What gardens we still possess are arid, sterile deserts of stone and decking, where everything is pinioned by the straitjacket of human control. Television programmes nurture and encourage the idea that a garden is really just another room, only without a ceiling.

But there is no space for wildlife in these open-air plastic and stone monuments to vanity, these grotesque parodies to designers' preposterous conceits.

As our backyards become extensions to yet more bricks and mortar, the more divorced we become from the simple pleasures of the natural garden. We no longer take solace in the backyard patch of green, our ears deaf to the blackbird's boastful song, sightless eyes that cannot see the wren creeping in the ivy.

And still we cannot understand what is happening.
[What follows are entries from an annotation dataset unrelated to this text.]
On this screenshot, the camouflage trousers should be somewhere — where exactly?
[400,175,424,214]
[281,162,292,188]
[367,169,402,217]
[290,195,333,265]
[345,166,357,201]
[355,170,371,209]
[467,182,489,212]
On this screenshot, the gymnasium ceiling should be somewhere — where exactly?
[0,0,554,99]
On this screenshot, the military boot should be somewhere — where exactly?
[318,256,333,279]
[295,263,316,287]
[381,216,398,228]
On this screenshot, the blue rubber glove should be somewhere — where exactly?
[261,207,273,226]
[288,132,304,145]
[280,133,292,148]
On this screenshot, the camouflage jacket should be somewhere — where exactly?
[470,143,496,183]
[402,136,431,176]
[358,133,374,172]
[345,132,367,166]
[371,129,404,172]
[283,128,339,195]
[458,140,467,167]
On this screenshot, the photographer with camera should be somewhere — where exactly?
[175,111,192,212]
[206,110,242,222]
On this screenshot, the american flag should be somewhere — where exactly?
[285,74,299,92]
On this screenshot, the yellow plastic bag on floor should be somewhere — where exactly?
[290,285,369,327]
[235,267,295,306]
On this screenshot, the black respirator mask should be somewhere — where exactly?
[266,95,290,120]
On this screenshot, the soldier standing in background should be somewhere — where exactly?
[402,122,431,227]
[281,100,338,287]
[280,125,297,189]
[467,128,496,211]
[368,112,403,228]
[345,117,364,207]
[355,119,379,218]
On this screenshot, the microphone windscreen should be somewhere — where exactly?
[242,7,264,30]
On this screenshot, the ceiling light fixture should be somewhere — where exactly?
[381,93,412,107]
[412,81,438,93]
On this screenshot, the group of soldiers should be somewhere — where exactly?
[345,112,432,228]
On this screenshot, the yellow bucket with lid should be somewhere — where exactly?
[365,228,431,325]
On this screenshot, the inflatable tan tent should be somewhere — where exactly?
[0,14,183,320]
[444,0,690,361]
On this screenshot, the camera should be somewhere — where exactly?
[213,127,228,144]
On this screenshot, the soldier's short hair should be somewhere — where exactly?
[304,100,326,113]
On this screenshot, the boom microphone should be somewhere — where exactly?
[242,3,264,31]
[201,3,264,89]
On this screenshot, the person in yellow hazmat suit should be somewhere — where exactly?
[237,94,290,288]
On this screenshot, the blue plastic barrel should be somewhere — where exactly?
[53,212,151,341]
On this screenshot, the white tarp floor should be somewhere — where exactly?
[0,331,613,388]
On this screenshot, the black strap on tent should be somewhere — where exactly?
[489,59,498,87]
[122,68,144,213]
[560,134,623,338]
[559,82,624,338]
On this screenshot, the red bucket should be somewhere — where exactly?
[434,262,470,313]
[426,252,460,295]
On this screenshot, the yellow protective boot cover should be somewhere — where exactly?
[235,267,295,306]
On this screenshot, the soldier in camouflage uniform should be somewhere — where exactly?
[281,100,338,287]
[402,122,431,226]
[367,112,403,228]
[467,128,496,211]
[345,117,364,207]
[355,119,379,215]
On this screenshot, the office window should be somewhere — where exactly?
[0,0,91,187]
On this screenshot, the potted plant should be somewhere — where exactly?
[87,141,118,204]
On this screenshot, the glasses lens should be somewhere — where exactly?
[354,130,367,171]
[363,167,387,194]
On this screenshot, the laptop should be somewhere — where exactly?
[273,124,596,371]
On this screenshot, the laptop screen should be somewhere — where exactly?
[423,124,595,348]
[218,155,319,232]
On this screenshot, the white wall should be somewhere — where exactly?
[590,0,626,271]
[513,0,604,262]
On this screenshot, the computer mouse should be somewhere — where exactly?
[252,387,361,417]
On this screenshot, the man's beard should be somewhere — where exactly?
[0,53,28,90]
Perplexed by the disappearance of sparrows, we wonder where they have gone, and write earnest letters to The Independent, which has naively offered a reward to anyone who can explain the birds' decline.

The fact that sparrows cannot live on stone, plastic and decking never seems to occur to anyone. Not even to highly paid newspaper executives.

More bizarrely still, have you noticed that no one cooks at home anymore, let alone grow vegetables? And yet, incredibly, the TV is awash with cookery shows... while takeaways do business like there is no tomorrow.

Our lives are now controlled by global food production, our attitudes conditioned by the instant visual media in the corner of our living rooms.

Small wonder then, that when we venture out into the natural world, we do not know how to behave. In this strange environment devoid of electronic stimulation, a farm gate is something to be left open, not closed.

Our dogs run loose, and once again succumb to the primitive urges that lurk just below the surface of this domesticated wolf. When sheep are mauled, we are either amazed or callously indifferent.

And litter is left everywhere - after all, that is how we behave on the streets, innit?

Without fail, the cigarette end is thrown into the undergrowth, this perfect, red-hot firelighter that's just itching to make sweet music with some willing dried grass or bracken.

The result is the all-too-familiar headlines that appear in newspapers every spring after a few weeks without rainfall.

At the same time, town-dwelling worthies massage their consciences with regular pronouncements on, say, foxhunting - yet manifestly fail to see the bigger picture of an impoverished countryside whose only inhabitants are the middle classes in their shiny 4X4s, themselves grateful refugees from Britain's sprawling cities and their attendant spiralling crime levels.

On the riverbank by Worcester's Ketch Inn, a woodland walk is ruined by contractors "pollarding" trees. Part of the Severn corridor is thus rendered sterile. Stupid, thoughtless or just plain arrogant? A bit of all three, I would suspect.

More and more, bit by bit, we are becoming detached from the umbilical cord that joins us to our universally shared rural past. But as we congratulate ourselves on our new-found sophistication, we must also face up to the consequences.

And that will be more fires on our hills and forests, increased attacks by dogs on livestock, litter, arson and ever-more wanton vandalism.

Our ignorance has become a prison and - for the moment - we appear to have mislaid the key.